The last section of essays confronts the impact of such teachers as Mr. Trungpa upon the Western followers creating their own eclectic, but informed, dharma style. As the historical Buddha warned that the dharma itself was but a raft, to be abandoned and not clung to once one reached the farther shore, so Dr. Kornfield uses this parable to stress the necessity of liberation. He considers sexuality, drugs, the roles of meditation teachers, and personal pain as obstacles or portals to freedom. He tells of his efforts, with Joseph Goldstein and Sharon Salzberg, to found (while all three were in their twenties) the Insight Meditation Society in Vermont. This was later joined by Spirit Rock in Marin County, California; these now stand as two leading centers for Vipassana meditation in the United States.
He addresses an audience impatient with platitudes, who understands that the Buddhist path offers no shortcuts.
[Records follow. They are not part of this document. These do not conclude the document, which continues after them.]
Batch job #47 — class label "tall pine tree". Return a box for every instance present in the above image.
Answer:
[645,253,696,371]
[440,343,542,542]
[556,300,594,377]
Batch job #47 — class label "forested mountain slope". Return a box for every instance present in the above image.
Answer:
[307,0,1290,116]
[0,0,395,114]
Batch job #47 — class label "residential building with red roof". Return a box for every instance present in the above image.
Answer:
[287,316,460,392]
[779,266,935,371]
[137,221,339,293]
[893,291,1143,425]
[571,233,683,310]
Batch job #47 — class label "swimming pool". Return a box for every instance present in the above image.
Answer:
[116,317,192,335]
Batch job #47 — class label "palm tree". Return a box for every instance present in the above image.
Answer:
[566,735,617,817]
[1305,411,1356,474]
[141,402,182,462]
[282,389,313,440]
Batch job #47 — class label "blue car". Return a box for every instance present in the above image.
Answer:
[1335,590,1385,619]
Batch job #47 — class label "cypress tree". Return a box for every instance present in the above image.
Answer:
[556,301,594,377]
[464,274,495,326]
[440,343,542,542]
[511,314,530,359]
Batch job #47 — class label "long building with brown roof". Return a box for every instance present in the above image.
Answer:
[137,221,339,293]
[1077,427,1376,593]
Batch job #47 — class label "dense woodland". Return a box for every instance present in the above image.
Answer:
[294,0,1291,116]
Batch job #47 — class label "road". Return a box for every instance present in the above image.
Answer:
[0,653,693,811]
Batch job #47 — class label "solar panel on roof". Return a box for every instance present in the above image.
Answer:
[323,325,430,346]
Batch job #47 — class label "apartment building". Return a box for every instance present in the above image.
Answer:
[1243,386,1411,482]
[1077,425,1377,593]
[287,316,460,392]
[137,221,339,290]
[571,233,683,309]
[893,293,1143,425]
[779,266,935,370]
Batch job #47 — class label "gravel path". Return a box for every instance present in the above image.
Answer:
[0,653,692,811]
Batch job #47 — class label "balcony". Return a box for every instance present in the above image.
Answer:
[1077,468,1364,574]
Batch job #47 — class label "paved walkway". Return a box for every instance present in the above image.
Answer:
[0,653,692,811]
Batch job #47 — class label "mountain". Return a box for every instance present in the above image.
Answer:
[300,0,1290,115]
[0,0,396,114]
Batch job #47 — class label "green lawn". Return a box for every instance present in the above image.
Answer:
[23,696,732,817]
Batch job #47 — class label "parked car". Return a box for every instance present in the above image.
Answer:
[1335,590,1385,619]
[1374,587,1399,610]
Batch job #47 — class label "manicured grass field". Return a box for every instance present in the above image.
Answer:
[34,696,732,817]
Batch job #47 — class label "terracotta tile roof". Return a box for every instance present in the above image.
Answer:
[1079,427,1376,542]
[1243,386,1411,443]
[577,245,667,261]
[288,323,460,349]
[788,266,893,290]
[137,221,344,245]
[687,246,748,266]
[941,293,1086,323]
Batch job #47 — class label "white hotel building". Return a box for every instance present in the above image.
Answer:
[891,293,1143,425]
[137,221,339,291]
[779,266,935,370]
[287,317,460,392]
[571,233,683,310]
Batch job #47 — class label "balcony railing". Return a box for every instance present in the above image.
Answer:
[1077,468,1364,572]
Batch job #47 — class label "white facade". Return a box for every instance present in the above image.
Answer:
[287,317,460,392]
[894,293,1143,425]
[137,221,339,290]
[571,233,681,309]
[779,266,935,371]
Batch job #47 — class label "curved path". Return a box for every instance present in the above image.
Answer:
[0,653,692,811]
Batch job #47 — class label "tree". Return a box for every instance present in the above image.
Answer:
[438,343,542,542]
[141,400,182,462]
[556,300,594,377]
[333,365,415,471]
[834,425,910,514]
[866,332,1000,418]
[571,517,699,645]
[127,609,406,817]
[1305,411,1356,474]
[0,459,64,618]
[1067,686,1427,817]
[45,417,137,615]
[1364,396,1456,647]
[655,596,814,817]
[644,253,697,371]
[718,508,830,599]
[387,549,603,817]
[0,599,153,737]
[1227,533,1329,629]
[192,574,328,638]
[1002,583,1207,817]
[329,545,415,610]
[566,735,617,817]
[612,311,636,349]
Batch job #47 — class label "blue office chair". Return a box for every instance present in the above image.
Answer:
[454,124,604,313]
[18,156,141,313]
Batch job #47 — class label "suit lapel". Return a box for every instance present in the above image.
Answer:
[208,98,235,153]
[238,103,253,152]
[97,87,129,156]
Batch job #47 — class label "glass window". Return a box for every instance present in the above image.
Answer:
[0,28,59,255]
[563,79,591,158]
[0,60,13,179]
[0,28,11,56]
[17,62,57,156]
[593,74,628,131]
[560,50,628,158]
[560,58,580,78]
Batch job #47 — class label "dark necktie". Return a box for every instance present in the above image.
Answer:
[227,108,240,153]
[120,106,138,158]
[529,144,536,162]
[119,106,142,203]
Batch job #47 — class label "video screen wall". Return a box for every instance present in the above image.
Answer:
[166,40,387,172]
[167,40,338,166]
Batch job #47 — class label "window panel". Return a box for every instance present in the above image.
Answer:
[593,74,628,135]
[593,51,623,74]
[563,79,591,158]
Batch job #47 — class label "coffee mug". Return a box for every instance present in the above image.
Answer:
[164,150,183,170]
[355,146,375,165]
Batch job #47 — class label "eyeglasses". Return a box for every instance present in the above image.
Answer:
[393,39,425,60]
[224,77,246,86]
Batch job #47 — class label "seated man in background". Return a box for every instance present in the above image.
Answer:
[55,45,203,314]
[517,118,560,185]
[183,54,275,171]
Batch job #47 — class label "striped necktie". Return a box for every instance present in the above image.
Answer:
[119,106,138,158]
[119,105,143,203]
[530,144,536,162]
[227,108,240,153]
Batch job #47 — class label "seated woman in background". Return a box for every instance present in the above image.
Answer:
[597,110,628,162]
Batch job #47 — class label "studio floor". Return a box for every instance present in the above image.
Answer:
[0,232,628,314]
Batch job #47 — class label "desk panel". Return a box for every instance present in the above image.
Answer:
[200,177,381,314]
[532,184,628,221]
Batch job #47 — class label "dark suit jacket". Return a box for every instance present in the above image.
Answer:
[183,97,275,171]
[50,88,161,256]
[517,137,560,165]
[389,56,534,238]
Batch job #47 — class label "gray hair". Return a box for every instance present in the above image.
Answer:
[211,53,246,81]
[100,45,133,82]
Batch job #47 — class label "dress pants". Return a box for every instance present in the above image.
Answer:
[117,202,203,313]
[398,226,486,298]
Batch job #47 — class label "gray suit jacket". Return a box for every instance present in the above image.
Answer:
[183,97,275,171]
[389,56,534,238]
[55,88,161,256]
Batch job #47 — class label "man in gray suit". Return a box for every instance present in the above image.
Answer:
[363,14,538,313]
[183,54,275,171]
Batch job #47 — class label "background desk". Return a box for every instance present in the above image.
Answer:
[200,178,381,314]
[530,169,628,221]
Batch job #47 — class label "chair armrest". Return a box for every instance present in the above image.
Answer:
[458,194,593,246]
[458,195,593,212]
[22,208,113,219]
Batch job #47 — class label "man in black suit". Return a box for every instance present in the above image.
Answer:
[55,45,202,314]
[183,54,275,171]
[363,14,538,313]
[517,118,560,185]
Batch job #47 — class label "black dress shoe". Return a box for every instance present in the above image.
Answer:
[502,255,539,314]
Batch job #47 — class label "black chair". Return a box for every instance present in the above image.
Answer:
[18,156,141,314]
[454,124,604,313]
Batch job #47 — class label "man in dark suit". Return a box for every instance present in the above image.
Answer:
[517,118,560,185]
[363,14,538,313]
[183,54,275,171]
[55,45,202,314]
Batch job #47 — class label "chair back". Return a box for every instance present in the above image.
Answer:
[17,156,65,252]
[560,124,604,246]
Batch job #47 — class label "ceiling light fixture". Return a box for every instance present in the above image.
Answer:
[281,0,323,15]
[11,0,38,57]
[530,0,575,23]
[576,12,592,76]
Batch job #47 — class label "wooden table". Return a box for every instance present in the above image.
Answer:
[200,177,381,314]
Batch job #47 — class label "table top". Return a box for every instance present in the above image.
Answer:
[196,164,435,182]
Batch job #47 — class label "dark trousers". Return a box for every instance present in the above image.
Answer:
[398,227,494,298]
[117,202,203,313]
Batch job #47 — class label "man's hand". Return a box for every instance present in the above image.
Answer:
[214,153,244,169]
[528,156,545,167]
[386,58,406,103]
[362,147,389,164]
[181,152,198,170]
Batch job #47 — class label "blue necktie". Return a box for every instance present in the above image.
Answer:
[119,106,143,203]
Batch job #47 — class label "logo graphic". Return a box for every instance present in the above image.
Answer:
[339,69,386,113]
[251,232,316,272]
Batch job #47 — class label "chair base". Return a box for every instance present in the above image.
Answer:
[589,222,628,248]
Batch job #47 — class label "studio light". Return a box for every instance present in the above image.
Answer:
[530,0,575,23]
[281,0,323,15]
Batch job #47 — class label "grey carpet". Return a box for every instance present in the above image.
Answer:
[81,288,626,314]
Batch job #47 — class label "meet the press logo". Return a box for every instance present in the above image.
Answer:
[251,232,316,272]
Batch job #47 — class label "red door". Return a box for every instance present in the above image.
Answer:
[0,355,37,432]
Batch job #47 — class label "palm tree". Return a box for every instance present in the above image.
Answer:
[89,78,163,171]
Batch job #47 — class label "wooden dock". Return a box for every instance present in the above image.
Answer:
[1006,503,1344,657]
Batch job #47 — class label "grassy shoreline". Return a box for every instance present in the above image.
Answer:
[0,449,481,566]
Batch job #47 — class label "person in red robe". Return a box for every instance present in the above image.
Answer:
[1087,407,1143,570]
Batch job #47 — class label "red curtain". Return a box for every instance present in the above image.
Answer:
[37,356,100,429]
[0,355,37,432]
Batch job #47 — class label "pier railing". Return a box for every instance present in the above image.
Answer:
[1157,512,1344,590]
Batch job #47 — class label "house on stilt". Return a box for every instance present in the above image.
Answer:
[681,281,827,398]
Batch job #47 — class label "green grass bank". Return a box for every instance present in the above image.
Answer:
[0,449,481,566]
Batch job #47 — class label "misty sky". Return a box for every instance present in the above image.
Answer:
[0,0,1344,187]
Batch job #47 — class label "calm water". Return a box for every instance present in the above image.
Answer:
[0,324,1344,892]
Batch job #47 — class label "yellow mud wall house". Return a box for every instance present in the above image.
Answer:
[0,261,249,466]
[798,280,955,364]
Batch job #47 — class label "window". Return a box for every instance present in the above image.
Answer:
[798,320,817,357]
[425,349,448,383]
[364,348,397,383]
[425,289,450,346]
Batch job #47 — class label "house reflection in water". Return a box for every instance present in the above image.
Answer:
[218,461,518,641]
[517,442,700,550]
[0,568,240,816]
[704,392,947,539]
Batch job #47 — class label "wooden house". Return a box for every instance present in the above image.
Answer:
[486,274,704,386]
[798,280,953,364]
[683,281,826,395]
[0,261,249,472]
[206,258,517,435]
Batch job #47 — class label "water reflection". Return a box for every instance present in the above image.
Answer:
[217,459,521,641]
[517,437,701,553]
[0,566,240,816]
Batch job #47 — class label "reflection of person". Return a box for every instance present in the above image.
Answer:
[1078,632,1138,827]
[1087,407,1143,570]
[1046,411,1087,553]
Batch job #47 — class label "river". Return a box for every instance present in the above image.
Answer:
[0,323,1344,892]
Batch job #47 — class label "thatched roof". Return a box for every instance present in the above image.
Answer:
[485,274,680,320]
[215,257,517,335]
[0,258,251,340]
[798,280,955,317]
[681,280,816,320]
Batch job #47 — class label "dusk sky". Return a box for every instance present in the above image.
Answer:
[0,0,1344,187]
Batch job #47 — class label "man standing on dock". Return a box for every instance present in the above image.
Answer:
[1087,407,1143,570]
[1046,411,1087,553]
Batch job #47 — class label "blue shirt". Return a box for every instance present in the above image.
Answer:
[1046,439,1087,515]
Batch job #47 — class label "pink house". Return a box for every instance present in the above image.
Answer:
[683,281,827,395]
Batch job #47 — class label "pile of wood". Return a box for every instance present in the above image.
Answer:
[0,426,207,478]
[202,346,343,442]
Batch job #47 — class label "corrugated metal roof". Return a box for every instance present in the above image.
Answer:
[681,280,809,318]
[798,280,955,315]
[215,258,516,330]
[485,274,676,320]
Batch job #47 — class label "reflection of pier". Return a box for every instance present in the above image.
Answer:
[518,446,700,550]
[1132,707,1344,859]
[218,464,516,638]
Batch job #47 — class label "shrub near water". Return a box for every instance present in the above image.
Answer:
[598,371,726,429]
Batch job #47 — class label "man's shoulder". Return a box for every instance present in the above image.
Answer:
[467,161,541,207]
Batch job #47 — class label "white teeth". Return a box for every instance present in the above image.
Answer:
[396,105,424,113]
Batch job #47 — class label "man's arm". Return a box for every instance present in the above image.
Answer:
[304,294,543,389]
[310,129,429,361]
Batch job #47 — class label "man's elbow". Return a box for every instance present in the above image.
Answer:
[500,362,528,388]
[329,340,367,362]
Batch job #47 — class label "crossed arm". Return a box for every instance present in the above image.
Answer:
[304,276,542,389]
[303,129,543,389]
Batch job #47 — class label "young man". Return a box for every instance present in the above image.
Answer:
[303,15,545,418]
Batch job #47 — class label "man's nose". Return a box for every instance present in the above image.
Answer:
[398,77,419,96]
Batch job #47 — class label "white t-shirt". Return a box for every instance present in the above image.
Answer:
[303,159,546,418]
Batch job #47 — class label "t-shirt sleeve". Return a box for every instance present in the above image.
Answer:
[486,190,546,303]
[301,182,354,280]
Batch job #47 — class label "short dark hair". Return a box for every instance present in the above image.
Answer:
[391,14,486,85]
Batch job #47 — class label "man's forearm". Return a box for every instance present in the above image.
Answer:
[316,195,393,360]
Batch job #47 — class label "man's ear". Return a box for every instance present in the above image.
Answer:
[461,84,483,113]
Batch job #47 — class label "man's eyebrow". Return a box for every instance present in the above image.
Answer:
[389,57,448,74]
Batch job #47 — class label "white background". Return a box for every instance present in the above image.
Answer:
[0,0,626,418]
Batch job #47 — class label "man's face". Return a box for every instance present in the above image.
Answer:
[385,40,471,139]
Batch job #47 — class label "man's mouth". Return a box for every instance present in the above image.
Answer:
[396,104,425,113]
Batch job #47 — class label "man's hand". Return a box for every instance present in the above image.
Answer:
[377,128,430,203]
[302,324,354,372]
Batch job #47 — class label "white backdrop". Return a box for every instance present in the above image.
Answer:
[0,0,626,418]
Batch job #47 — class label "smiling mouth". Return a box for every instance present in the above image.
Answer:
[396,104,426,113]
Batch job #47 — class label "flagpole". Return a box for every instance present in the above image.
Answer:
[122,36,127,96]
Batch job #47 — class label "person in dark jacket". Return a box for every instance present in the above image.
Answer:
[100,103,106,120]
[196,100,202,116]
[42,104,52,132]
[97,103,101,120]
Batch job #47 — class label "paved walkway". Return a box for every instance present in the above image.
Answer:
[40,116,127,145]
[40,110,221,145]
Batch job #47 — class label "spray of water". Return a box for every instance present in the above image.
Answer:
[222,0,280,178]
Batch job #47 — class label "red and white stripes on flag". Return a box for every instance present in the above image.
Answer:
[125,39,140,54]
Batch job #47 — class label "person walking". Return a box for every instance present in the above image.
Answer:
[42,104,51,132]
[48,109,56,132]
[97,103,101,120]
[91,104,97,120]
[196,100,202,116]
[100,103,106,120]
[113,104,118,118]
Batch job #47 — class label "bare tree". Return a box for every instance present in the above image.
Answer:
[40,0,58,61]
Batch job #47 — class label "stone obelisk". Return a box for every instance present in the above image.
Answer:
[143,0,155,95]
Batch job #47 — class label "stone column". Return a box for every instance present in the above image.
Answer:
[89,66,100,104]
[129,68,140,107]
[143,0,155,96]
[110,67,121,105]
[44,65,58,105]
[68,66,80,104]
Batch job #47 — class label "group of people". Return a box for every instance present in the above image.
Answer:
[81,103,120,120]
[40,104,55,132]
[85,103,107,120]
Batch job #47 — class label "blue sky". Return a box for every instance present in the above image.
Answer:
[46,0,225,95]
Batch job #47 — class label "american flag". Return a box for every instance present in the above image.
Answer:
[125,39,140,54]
This book, for those already informed about dharma and knowledgeable about its practice, should illuminate at the hands of a master guide some of the pitfalls along the slow way out of one's dark corners. Such readers represent at such centers a new flock of seekers: contemporary, likely lay and maybe urban, who come to Buddhism but do not perpetuate territorial, sectarian, or denominational strife that has divided Eastern adherents and some Western disciples.
Instead, democratic decision-making, feminism, the pursuit of wisdom, and a shared practice that frees itself to take what is best from each tradition becomes Dr. Kornfield's model for Western practice. Three essentials endure: kindness of heart, inner stillness, and the promotion of one's liberating potential to assist all who long to break free of pain and suffering. As a clinical psychologist, he advises the connection of freedom found by therapeutic methods with those of meditation, dharma study, and the practice of actions aimed at compassion and joy.
Rather than the fearless warrior model often promoted by Asian societies for the practitioner, Dr. Kornfield suggests that of the Buddhist learning to let go of self-hatred and self-judgment as a more healing treatment for what ails one's psyche and hinders one's mind and body. Fearlessness can remain, but the shift from stoic warrior to gentler seeker, he reflects, seems likely to do more good.
His book concludes with three short meditation practices. As well as the forgiveness and lovingkindness ("metta") exercises, the simple one (at least on the surface, as it is perhaps the most profound) one of taking on the dignity and simplicity of "taking the one seat of the Buddha" as the core practice for any meditator says it all, without saying it all. In four paragraphs, Dr. Kornfield manages to hint at vast insights and wisdom that escapes verbal summary. His eloquence and accuracy, here as throughout his collected articles and essays, demonstrate his own mastery of many of the everyday and ethereal insights he sums up skillfully and elegantly.